Arylsulfonylacetamides as bifunctional reagents for alkene aminoarylation

Abstract

Alkene aminoarylation with a single, bifunctional reagent is a concise synthetic strategy. Despite the synthetic brevity of aminoarylation, combined with opportunities for stereoselective alkene functionalization, few methodologies have deviated from an intramolecular aminometallation-arylation reaction design. To contrast this paradigm, we report a protocol utilizing photoredox catalysis for the aminoarylation of electron-rich alkenes with arylsulfonylacetamides. This process is understood to operate through chemo- and regioselective alkene radical cation trapping with nucleophilic arylsulfonylacetamides, wherein a subsequent Smiles-Truce reaction transfers a variety of aryl groups in high diastereoselectivity. As this process is driven by visible light, employs readily-available starting materials, and demonstrates convergent synthesis, it is well-suited to impact a variety of synthetic endeavors.

One Sentence Summary:

Photoredox catalysis activates arylsulfonylacetamides to provide both the arene and amine for alkene difunctionalization.

The arylethylamine motif is conserved in dopamine, serotonin, and many opioid receptor drugs responsible for modulating pain sensation and treating neurobehavioral disorders (Figure 1A) (1,2). In light of the opioid epidemic, the climate surrounding opioid pain medications is conflicted. It is noteworthy that frontline medications treating opioid addiction contain such arylethylamine substructures (naltrexone and buprenorphine) (3–5). With this rationale, continued drug development in the arylethylamine chemical space is necessary for general hit-to-lead exploration and the discovery of new and safer medicines. Conventional methods to synthesize arylethylamines employ multi-step homologation and reductive amination sequences. Alternatively, alkene aminoarylation, particularly of anethole and other biomass-derived alkenes, allows for direct access to this medicinally desirable functionality.

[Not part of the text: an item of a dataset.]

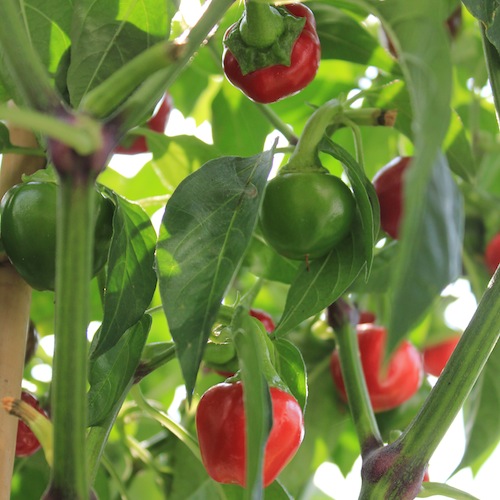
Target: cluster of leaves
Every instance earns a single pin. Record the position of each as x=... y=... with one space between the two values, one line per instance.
x=203 y=197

Development of methodologies to rapidly construct two new bonds (C‒C and C–N) in a single operation from feedstock chemicals can improve and expedite the discovery of new arylethylamine-based small molecule therapeutics.

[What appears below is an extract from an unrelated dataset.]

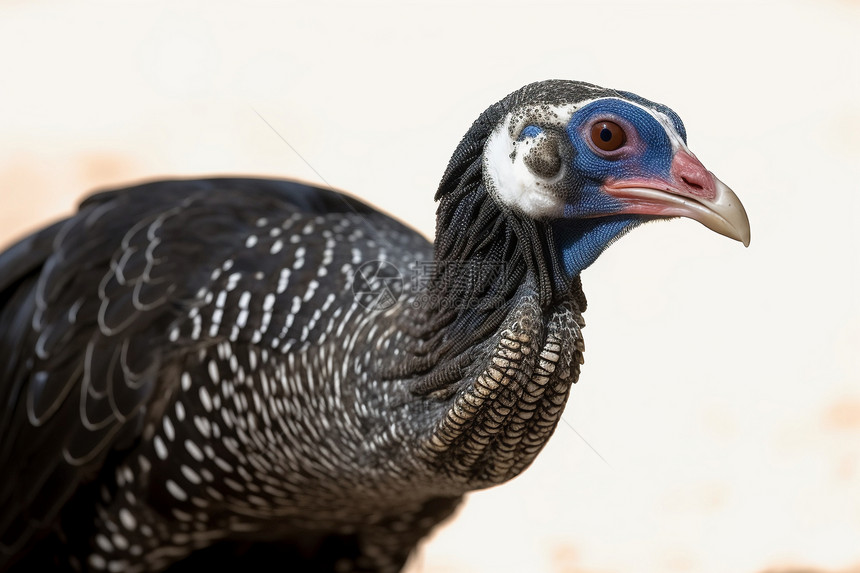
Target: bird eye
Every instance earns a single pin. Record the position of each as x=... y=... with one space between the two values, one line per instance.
x=608 y=136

Figure 1. Strategies to access arylethylamines.

(A) Arylethylamines as valuable motifs. (B) Current approaches toward arylethylamines with transition-metal catalysis. (C) The Smiles-Truce rearrangement as an aryl migration strategy. (D) The method proposed herein. Me, methyl; Ph, phenyl; AIBN, azobisisobutyronitrile; HSnBu₃, tributyltin hydride.

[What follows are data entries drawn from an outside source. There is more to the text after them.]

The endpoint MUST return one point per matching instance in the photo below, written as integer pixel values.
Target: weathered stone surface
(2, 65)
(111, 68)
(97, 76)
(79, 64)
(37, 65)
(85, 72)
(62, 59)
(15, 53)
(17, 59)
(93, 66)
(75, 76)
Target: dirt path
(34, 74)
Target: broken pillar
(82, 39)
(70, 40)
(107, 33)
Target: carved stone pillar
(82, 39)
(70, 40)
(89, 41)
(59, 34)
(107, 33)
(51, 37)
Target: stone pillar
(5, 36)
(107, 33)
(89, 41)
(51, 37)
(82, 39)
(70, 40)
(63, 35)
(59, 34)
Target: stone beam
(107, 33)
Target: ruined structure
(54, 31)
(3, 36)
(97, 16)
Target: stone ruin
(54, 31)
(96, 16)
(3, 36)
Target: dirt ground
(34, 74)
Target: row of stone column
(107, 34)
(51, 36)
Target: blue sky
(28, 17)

Alkene aminoarylation has been demonstrated with palladium (6,7), copper (8–10), nickel (11,12), and gold (13), in which alkenes are activated by the transition metal to facilitate a stereoselective amine cyclization, followed by a two-electron metal-mediated arylation event (Figure 1B). The metals used in these aminoarylation platforms control stereoselectivity and activate the alkene for reactivity, while suppressing proto-demetallation or β-hydride elimination pathways that hinder desired C–C bond formation. Amides and amines are more nucleophilic than the alkene coupling partner; thus, elevated temperatures are often necessary to facilitate ligand substitution to unite the reactants in the initial amination event (14). Despite robust investigation, these methods are generally limited by the need for directing groups and intramolecular reaction designs which restrict the products to pyrrolidine and piperidine structures. Recently transformations effecting intermolecular aminoarylation and carboamination have been accomplished in which the alkene is decoupled from the arylation and amination reagents. In one case, Lin and Liu demonstrated an enantioselective copper(I) catalyzed aminoarylation of vinyl arenes relying upon pre-oxidized sulfonamide reactants (N-fluoro-N-methylbenzenesulfonamide) (Figure 1B) (9). Separately, Rovis and Piou demonstrated an intermolecular carboamination using N-enoxyphthalimides and Rh(III) catalysis (15).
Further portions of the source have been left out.